Chose TorchServe if: you're looking for a way to scale and customize the deployment of your PyTorch models and don't need vision-specific functionality.

FastAPI or Flask

In the olden days, most people rolled their own servers to expose their ML models to client applications. In fact, Roboflow Inference's HTTP interface and REST API are built on FastAPI.

In this day and age, it's certainly still possible to start from scratch, but you'll be reinventing the wheel and will run into a lot of footguns others have already solved along the way. It's usually better and faster to use one of the existing ML-focused servers.

Choose FastAPI or Flask if: your main goal is learning the intricacies of making an inference server.

Workflow Builders

ComfyUI

ComfyUI is the closest comparable to Roboflow Workflows. It's a node-based pipeline builder with its roots in generative image and video models. It has a UI for chaining models and applying logic.

While there is some overlap in functionality (for example, there is a Stable Diffusion Workflows Block and a YOLO ComfyUI Node), but the ecosystem of nodes and the community focus of Comfy is squarely centered around generative models while Inference is focused on interfacing with the real-world.

Chose ComfyUI if: you're mainly interested in using generative image and video models like Flux and don't need to use custom fine-tuned models in your pipeline to do things like selectively replacing specific objects.

Node-RED

Node-RED is a low-code development platform for connecting devices, APIs, and services. It is widely used in home-automation use-cases because of its friendly interface for non-technical users. It provides a graphical interface for designing workflows and supports custom nodes which allows integration with ML models (primarily via external servers).

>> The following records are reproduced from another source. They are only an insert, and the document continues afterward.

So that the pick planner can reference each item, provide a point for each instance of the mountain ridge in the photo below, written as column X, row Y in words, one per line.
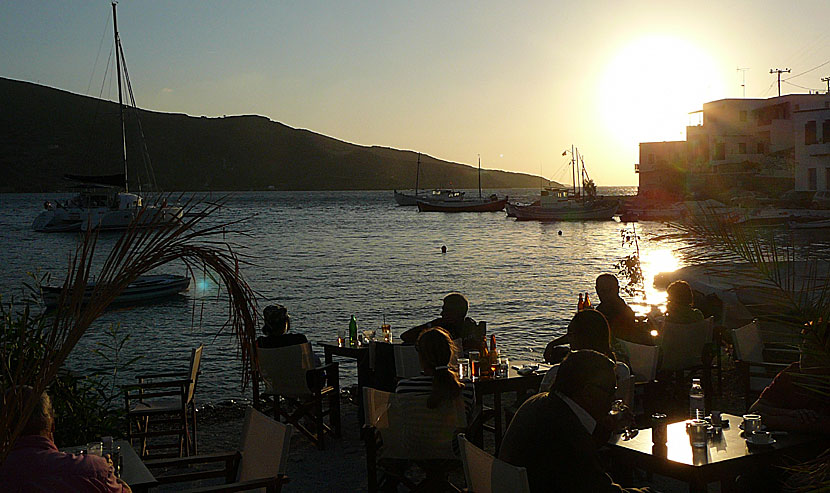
column 47, row 132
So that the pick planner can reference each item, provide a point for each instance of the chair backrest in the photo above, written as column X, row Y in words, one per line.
column 407, row 363
column 486, row 474
column 748, row 343
column 682, row 344
column 643, row 360
column 195, row 361
column 284, row 369
column 409, row 429
column 265, row 444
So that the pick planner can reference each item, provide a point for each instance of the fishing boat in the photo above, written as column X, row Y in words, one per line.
column 563, row 204
column 491, row 203
column 403, row 198
column 144, row 289
column 106, row 202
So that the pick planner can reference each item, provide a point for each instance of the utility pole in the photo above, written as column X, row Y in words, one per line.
column 779, row 72
column 743, row 70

But because it's not designed for machine learning tasks it can struggle with high-performance, compute-heavy tasks and isn't well suited for computer vision use-cases.

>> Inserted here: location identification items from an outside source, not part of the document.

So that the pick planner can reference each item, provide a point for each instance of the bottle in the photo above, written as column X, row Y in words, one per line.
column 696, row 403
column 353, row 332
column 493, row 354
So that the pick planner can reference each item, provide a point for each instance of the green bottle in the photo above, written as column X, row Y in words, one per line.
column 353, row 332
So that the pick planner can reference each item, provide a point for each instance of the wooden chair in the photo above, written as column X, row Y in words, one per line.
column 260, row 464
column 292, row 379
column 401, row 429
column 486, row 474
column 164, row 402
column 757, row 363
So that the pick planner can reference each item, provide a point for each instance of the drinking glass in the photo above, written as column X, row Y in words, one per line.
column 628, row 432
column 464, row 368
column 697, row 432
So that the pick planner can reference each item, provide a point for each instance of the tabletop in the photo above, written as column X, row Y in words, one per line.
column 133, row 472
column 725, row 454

Choose Node-RED: (possibly in conjunction with Inference via a custom node) if its wide selection of integrations with IoT sensors and other tools is a big unlock for your project.

Edge Deployment

Edge Impulse

Edge Impulse is a platform focused on deploying ML models to very low-power edge devices and embedded systems. It supports both vision and other models like audio, time-series, and signal processing. Edge Impulse is uniquely good at working with microcontrollers and has SDKs for single-board computers and mobile devices.

The design focus on TinyML makes it less suited for high-resource, general-purpose tasks like video processing and running modern, state-of-the-art ML models. It also requires some familiarity with embedded systems. It does not offer an equivalent to Workflows to create complex logic and integrate with other systems and typically requires custom coding your application logic to run on the embedded board.

Chose Edge Impulse if: you're working on an IoT or wearable device that's not capable of running more powerful models, framework, and logic.

NVIDIA DeepStream

DeepStream is NVIDIA's platform for building highly optimized video processing pipelines accelerated by NVIDIA's hardware, taking full advantage of TensorRT for accelerated inference and CUDA for parallel processing. It targets many of the same business problems as Inference, including monitoring security cameras, smart cities, and industrial IoT.

DeepStream has a reputation for being difficult to use with a steep learning curve. It requires familiarity with NVIDIA tooling and while it is highly configurable, it's also highly complex. It's focused on video processing, without deep integrations with other tooling. DeepStream is not open source; ensure that the license is suitable for your project.

Choose DeepStream if: you're an expert willing to invest a lot of time and effort into optimizing a single project and high throughput is your primary objective.